Nairametrics|In a parley with journalists, Coordinator of the Dangote Group’s National CP Abdullahi Magagi (RTD) stated that arrangements had been concluded to establish a tyre company. The Dangote Group is known for producing consumer goods, such as sugar, flour, salt, and cement across the production chain. Why tyres, then? The group may have decided this because of the volume of tyres it uses.

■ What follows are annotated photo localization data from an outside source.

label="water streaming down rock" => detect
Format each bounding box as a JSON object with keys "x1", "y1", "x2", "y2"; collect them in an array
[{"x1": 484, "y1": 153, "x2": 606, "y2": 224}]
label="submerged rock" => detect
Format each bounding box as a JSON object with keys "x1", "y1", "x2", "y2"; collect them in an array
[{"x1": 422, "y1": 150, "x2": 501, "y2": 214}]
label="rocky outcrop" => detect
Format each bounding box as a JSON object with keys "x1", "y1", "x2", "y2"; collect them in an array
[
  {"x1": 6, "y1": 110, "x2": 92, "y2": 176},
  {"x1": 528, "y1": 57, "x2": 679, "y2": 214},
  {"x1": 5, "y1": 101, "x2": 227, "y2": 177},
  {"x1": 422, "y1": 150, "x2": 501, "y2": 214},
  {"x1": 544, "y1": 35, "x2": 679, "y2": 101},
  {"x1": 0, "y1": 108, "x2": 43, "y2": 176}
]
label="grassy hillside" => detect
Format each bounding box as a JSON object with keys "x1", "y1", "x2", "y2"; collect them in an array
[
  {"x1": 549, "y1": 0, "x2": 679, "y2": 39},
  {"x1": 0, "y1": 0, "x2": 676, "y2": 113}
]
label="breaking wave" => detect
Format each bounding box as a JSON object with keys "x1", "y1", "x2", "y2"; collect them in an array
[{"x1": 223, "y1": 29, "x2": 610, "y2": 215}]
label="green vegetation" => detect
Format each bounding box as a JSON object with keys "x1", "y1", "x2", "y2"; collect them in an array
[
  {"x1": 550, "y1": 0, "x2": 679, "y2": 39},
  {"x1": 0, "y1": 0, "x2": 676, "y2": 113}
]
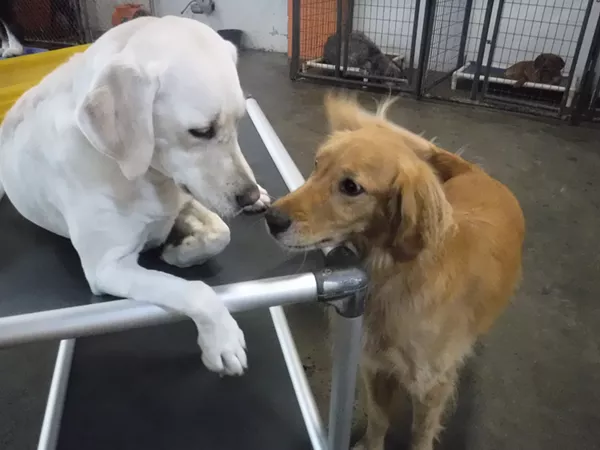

With a fleet of over one thousand trucks criss-crossing the entire nation, the Dangote group could be one of the largest buyers of tyres in the country. Assuming one truck uses eight tyres, which would have to be replaced at least once in three or four years, then at least eight thousand tyres would have to be bought. Estimating truck tyres at a unit cost of 60 thousand a tyre, expenses on tyres could hit over ₦ 480 million naira every four years. Poor state of roads in the country may mean the wear and tear on tyres could be even more. So in 12 years, the group would have spent over ₦ 1.5 billion naira on tyres. Further depreciation in the exchange rate means tyres could become more expensive to import.
Nigeria used to manufacture tyres in the 80s and early 90s, but epileptic power supply, high cost of doing business in the country and low tariffs on imported tyres caused them to shut down. Michelin Plc shut down its operations in 2007 and Dunlop Nigeria Plc followed suit in 2008. So why will the Dangote factory be different?
Economics of scale means that Dangote can site the factory at any of his existing factories which already generate their own power. A drop in global rubber prices, means raw materials will come cheap. The absence of any local competition, gives the opportunity to charge at maximum profit.